When you need a break from Chinatown but still want yummy Chinese food, head to Nanking Road Bistro. Don't let the empty seats fool you - they do a tremendous catering business, so the restaurant is almost a side-venture. The consistent quality of the sweet and sour soup symbolizes their dedication to fresh ingredients cooked just right. After kicking off your meal with that signature soup, try their Sizzling Atlantic Salmon Filet & Asparagus, served with a black bean and garlic sauce and sake wine in a hot iron pot. Once the meal is over, you can head down Ninth Street straight into Golden Gate Park for an invigorating walk.
If you think Chinese food in San Francisco is limited to take-out boxes from Chinatown, you need to visit M.Y. China and get an education on this exquisite cuisine. Your teacher will be the man who puts the M.Y. in M.Y. China, Martin Yan. As a host of over 3,000 different cooking shows and an author of over 30 cookbooks (including Martin Yan's Chinatown Cooking with an intro by Julia Child), you'd be hard-pressed to find a chef with more experience with or passion for Chinese cuisine. Although Martin isn't always at the San Francisco location, his prints are all over the M.Y. China menu. Don't leave without trying the Duck Sliders!
Locals swear this is the best Chinese food in the city - and the line out the front door every night supports that. Although some local restaurant critics have said the quality may be going downhill, Mission Chinese is still incredibly popular and offers one of the more interesting Asian menus in the whole city. Where else can you start off your meal with Beer-Brined Sichuan Pickles? Or Tea-Smoked Eel? If you like spicy, there are several dishes that will sizzle your tongue, including the always popular Ma Po Tofu. If you're willing to wait for a table and fight some crowds for your dinner, Mission Chinese is worth checking out.

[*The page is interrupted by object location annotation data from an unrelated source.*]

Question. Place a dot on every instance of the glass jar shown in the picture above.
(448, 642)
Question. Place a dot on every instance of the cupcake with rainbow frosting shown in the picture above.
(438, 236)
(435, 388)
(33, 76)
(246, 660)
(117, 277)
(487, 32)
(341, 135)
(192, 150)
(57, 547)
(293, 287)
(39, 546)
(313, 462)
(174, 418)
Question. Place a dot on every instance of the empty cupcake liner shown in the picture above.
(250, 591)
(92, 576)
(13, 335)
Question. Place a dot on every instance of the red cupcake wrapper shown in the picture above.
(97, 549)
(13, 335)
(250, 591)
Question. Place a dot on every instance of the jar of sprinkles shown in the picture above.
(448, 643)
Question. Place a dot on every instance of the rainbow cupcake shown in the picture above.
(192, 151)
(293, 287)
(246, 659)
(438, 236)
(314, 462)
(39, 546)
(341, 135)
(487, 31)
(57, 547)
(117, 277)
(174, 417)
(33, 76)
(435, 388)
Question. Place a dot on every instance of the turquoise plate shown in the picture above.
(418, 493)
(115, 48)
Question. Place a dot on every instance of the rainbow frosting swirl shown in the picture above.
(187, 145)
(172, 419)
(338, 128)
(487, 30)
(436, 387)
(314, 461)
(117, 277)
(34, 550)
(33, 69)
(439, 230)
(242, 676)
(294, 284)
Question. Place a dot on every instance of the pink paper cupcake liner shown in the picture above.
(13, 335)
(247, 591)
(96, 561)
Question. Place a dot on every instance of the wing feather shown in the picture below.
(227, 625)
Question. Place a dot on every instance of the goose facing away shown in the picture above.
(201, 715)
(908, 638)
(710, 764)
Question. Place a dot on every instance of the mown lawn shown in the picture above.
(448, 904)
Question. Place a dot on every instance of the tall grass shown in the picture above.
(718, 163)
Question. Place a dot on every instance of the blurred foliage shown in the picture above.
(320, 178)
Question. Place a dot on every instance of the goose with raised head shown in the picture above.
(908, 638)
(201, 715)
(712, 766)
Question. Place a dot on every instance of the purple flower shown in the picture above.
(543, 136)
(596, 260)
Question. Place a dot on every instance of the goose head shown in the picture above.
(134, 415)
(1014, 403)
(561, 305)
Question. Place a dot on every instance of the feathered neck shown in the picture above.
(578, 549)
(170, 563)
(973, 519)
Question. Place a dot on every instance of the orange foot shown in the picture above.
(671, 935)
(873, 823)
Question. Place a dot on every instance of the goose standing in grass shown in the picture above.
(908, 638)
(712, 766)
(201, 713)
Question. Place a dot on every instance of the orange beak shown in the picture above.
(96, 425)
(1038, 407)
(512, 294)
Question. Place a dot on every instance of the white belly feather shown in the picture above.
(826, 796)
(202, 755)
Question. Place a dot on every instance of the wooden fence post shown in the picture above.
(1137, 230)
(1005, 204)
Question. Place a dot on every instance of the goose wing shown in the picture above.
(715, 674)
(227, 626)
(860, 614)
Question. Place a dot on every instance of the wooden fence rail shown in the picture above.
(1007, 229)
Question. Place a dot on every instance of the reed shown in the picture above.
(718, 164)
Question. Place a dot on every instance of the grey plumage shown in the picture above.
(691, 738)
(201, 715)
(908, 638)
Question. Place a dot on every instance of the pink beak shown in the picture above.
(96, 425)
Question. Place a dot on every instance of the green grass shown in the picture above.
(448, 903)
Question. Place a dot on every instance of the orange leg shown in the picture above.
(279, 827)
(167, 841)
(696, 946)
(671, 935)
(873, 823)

If you want a truly unique Asian dining experience, head to House of Nanking. But be prepared to put yourself into the hands of head chef/owner Peter Fang, who since 1988 has down his best to get patrons to ignore the menu and allow him to determine what's the best meal of the day. The service is brusque but effective, with servers not shy about trying to get the tables turned-over for the next group waiting in the very long line. But the unorthodox approach rarely fails. The Famous NanKing Sesame Chicken is a must order - even if it earns you a glare from Fang.
High ceilings and awesome Bay views establish a unique atmosphere at this well-received waterfront venue. Style and spectacle are grounded, though, by Slanted Door's authentic country Vietnamese dishes, which get a California kick from local ingredients. Taste the results in the catfish claypot, crispy peppercorn duck, shaking beef, spicy squid and mesquite-grilled pork chops. Spring rolls also come highly recommended, and great cocktails and scrumptious desserts are worth indulging in. And with a world-famous chef/owner like Charles Phan in charge (author of the fantastic cook book "Vietnamese Home Cooking"), you'll get quite a crowd. And don't forget to keep an eye out for celebrities!